Btrfs for Rawhide users?

This article brought to you by LWN subscribers

Subscribers to LWN.net made this article — and everything that surrounds it — possible. If you appreciate our content, please buy a subscription and make the next set of articles possible.

By Jonathan Corbet
November 18, 2009
Your editor stopped using Rawhide (the Fedora development distribution) after things melted down spectacularly back in July. Since then, problems have been scarce but all that stability on the desktop has proved to be seriously boring. Additionally, running a stable distribution can make it harder to test leading-edge project releases. So your editor has been looking to return to a development distribution on the desktop as soon as time allows and things look safe enough. Rawhide's worst problems are far behind it for now; it might just be safe to go back into the water, though the beginning of the Fedora 13 development cycle could add some excitement. As an added incentive, the Fedora developers now are considering mixing in Btrfs snapshots as an optional feature; use of an experimental filesystem might not seem like the way to improve stability, but Btrfs could, in fact, make life easier for Rawhide testers.

It is worth noting at the outset that Fedora is not, yet, considering using Btrfs in Rawhide by default. What has been proposed, instead, is the implementation of a "system rollback" feature for Rawhide users who are crazy enough to install on Btrfs despite its young and immature state. If this feature works out, it could remove much of the risk of tracking Rawhide and begin the exploration of a new capability which could prove highly useful for Linux users in general in the future.

One of the many features provided by Btrfs is copy-on-write snapshots. At any time, it is possible to freeze an image of the state of the filesystem. Snapshots are cheap - at creation time, their cost is almost zero. As changes are made to the filesystem, copies will be made of modified blocks while the snapshot remains unchanged. One can certainly fill a filesystem through use of the snapshot facility - and filling Btrfs filesystems remains a bit of a hazardous thing to do - but Btrfs will share data between snapshots for as long as possible.

The value of snapshots to system administrators is fairly obvious: a snapshot can be taken immediately prior to an operating system upgrade. Should that upgrade turn out to be less of a step forward than had been hoped, the filesystem can simply be reverted back to its pre-upgrade state. The days of digging around for older versions of a broken packages - perhaps with the assistance of a rescue disk - should be long gone.

That said, there are a number of details which need to be worked out before snapshots can be made ready even for Rawhide users, much less the wider user community.

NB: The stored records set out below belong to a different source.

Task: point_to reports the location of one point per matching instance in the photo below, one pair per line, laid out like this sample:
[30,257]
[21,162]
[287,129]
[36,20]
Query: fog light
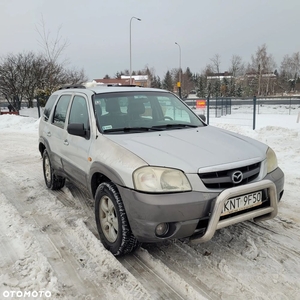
[162,229]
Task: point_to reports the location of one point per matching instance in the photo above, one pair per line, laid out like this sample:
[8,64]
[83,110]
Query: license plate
[239,203]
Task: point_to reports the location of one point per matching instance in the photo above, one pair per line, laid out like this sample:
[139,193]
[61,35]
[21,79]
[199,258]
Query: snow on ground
[48,245]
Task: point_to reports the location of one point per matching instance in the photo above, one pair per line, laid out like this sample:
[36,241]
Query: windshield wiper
[175,126]
[131,129]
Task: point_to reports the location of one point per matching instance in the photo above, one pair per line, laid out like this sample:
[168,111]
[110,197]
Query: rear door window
[60,112]
[48,107]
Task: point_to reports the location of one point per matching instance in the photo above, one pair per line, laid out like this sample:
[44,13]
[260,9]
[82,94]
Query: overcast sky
[98,31]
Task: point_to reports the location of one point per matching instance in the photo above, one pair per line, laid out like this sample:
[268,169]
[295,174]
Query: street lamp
[179,82]
[130,45]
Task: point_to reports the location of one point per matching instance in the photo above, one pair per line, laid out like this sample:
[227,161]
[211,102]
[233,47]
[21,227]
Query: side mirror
[77,129]
[202,117]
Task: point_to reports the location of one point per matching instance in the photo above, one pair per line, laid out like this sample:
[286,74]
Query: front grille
[223,179]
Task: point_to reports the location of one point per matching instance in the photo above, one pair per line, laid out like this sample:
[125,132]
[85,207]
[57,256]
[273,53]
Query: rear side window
[60,112]
[79,112]
[48,107]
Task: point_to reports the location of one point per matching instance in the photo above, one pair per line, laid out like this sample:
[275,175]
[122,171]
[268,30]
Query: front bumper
[184,211]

Perhaps the biggest problem is that Btrfs snapshots cover the entire filesystem, so reverting to an older state will lose all changes made to the filesystem in the meantime. If a system update fails to boot, dumping the update seems like a straightforward choice - there will be no other changes to lose. But going back to a snapshot after the system has been running for a while could lose a fair amount of work, log data, etc. along with the unwelcome changes. One can always cherry-pick changed files after reverting to the snapshot, but that would be a tedious and error-prone process.

There are a lot of user interface details to take care of as well. Tools need to be created to allow administrators to look at existing snapshots, mount them for examination, clean them up, and so on. Btrfs will probably have to be extended with a concept of a user-selectable "default" snapshot for each filesystem. Grub needs some work for boot-time snapshot selection. There is also talk of eventually adding snapshot-browsing support to Nautilus as well.

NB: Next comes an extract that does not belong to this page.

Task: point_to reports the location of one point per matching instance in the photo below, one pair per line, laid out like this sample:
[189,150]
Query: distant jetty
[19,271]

Snapshots will clearly be a useful feature for Linux in the future. Back in your editor's system administration days, backup tapes were occasionally used to recover from disk disasters, but much more frequently used to help users recover from "fat-finger" incidents. Snapshots are not true backups, but they should certainly be useful as a quick error-recovery mechanism. Your editor is looking forward to the day when his system always supports a series of snapshots allowing the recent state of the filesystem to be recovered.

A snapshot is a heavyweight tool for dealing with system upgrade problems, though. In the longer term, it would make sense to have better rollback support built into the package management system itself. Interestingly, Yum and RPM have had some rollback support in the past, but that feature does not seem to be well supported now. Providing rollback support at this level is a hard problem, to say the least, but solving that problem would put a powerful tool into the hands of Linux system administrators.

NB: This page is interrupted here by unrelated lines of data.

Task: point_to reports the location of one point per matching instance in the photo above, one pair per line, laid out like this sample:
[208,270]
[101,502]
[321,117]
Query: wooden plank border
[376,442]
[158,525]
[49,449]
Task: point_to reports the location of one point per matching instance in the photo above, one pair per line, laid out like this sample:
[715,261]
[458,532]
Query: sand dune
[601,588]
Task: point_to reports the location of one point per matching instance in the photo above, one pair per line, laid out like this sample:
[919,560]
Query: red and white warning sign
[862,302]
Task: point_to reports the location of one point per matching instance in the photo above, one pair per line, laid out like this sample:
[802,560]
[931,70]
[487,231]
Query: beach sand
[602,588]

In the absence of this feature, filesystem-level snapshots will have to do; certainly they are a major improvement over what we have now. In the short term, potential users should remain aware that Btrfs is a very young filesystem, and that snapshots may not be a viable recovery mechanism if the filesystem itself gets corrupted. In the longer term, though, there will be a day when we will wonder how we ever used our systems without this feature. The work being done by the Fedora developers is an important step in that direction.


(Log in to post comments)

Btrfs for Rawhide users?

Posted Nov 19, 2009 2:05 UTC (Thu) by JoeBuck (guest, #2330) [Link]

The NAC fileserver I use at work makes snapshot data visible under a magic hidden subdirectory called .snapshot, which can be used to find the previous state of files under a given directory. This takes care of most fat-finger problems. Does btrfs provide something similar?

Btrfs for Rawhide users?

Posted Nov 19, 2009 2:18 UTC (Thu) by rahulsundaram (subscriber, #21946) [Link]

Very recently, yes.

Btrfs for Rawhide users?

Posted Nov 19, 2009 6:18 UTC (Thu) by jimparis (subscriber, #38647) [Link]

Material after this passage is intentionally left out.